Which allows us to have a society in which people are hundreds and hundreds of times richer than they were even a couple of centuries ago. The wealth of humanity under this is astonishing. We are all so much better off. And again, to reach the point where this efficiency became uneconomic and your alternative options would become optimal would require a population drop of far more than half.
- I believe lowering the population density will not annihilate those benefits. Paris was still Paris with the half of its population, but you could find a pre-school much more easily 50 years ago.
- the benefits of the current density can be achieved with a lower one given our current knowledge and technology
- accumulating wealth is probably not as much as linked to population density (in our modern countries) as that we have added science (machines and software) to our optimized slavery and theft.
- With a smaller population, we may be able on concentrate on quality of life. And education, which could lead to limit our current huge amount of wastes and appetite for superficial things. This could balance what we loose for a higher density population.
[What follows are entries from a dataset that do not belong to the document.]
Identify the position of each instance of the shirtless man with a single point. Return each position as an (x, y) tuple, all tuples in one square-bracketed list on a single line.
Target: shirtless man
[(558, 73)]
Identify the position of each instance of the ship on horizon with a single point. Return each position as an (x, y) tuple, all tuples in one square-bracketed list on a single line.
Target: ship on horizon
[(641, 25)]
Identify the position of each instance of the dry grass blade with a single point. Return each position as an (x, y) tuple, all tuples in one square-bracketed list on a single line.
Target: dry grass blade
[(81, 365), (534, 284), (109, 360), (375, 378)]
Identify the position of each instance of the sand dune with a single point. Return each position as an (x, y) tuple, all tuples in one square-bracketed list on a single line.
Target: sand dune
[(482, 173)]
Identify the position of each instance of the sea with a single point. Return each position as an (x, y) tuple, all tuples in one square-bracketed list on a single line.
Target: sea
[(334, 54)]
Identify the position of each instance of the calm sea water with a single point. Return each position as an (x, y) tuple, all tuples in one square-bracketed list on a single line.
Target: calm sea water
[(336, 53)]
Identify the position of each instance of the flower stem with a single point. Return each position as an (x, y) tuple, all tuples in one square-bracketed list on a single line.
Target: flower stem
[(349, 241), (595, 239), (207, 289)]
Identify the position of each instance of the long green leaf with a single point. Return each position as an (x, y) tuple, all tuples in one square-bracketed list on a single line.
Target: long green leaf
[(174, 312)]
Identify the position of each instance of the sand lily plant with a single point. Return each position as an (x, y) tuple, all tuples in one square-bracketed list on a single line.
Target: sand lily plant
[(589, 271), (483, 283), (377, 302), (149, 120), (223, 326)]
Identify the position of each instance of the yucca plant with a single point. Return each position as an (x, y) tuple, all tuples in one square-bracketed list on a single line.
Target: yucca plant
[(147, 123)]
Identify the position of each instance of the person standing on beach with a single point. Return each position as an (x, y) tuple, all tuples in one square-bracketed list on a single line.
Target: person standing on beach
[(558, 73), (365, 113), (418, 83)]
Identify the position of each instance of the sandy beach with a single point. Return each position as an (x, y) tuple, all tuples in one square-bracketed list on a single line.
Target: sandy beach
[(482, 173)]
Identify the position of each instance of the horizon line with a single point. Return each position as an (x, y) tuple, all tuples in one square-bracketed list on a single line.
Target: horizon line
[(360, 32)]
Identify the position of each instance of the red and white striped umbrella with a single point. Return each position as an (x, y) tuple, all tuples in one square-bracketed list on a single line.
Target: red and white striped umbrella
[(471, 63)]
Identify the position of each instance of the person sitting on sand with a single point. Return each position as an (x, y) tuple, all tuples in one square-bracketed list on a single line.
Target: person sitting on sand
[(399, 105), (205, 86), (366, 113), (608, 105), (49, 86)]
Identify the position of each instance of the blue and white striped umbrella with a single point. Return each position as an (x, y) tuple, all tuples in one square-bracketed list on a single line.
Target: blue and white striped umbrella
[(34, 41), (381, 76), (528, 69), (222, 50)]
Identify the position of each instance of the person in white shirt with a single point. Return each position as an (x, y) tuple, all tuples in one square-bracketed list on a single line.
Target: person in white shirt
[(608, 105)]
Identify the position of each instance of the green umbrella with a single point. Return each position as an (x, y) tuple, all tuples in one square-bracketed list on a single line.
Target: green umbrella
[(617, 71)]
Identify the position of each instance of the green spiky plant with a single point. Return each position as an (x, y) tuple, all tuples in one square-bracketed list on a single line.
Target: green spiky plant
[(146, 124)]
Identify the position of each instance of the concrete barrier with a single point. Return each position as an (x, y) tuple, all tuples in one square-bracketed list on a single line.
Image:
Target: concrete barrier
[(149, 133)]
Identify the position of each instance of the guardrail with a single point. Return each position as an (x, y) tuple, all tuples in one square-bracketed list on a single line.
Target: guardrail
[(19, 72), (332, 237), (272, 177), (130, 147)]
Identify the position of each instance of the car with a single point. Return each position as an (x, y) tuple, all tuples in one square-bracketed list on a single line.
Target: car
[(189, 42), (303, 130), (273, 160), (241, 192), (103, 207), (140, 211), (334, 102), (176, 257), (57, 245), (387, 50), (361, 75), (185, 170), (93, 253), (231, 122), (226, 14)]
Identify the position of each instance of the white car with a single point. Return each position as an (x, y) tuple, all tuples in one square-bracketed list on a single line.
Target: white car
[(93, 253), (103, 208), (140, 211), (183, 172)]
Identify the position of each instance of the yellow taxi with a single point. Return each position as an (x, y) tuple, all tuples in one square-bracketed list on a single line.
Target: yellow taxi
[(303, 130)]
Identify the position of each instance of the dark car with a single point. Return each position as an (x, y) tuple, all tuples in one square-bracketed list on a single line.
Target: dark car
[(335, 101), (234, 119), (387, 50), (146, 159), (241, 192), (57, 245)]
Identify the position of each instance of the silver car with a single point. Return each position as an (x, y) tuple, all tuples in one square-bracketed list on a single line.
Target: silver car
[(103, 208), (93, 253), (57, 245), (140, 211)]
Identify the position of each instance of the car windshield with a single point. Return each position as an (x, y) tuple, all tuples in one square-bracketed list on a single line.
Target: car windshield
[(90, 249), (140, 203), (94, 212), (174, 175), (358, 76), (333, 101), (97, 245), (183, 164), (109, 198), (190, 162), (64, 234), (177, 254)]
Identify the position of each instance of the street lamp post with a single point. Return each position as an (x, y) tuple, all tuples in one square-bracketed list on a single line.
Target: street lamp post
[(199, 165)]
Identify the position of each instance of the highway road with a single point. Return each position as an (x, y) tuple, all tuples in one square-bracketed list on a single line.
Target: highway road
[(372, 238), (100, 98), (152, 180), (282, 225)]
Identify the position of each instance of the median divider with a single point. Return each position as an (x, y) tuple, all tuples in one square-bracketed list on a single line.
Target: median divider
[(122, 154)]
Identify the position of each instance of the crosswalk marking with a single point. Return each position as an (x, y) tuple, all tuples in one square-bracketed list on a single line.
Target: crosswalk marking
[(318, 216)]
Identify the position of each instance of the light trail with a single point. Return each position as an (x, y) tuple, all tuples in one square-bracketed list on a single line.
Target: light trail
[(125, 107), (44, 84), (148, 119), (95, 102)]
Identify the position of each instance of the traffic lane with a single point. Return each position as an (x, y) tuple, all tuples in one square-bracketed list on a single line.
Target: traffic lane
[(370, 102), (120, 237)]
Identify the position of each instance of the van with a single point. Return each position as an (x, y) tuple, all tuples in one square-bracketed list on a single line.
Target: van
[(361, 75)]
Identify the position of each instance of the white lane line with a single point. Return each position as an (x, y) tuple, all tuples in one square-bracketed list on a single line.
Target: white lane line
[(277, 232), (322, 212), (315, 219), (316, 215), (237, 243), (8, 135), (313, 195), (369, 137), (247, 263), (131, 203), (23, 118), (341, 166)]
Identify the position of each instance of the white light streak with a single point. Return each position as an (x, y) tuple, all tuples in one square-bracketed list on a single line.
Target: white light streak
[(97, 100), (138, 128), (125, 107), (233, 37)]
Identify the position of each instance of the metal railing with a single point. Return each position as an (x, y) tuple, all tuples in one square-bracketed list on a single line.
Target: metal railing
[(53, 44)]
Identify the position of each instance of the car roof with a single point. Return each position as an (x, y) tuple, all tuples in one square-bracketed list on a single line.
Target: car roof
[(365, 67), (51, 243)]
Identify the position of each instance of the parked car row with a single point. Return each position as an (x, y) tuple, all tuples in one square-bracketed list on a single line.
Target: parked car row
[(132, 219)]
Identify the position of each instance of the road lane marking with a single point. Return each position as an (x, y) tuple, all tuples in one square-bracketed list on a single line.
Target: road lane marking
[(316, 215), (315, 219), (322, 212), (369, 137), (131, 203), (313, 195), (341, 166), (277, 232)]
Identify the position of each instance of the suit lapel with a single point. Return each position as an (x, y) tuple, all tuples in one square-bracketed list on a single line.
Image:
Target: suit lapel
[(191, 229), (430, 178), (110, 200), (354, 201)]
People think overpopulation is a problem when you reach a certain cap, but I don't think there is a cap. I think it's progressive.
Plus with our current population size, we are bound to certain kind of systems and can't try alternatives. We have to normalize, we have to batch, we have to have pyramids, a chain of command to manage things.
This is great to produce and consume a great quantity of goods, but not so much for education, progress as a society, as a specie and even for something simpler such as producing goods of great quality.
But even if you disagree with any of that, and my whole population size theory, great birth control would solve one current major problem: unwanted pregnancy by men.
I'd say about half of my male friends became parents unwillingly for a lot of different reasons and scenarios. It does not make them great fathers because they didn't want to be one at this time of their life in the first place.
I think a global solution for a safe, non invasive and permanent procedure to keep one sterile at will would improve immensely the quality of life, eduction, and growth of children. Because the ones being here would be the ones wanted.
Which means basically shaping a better future.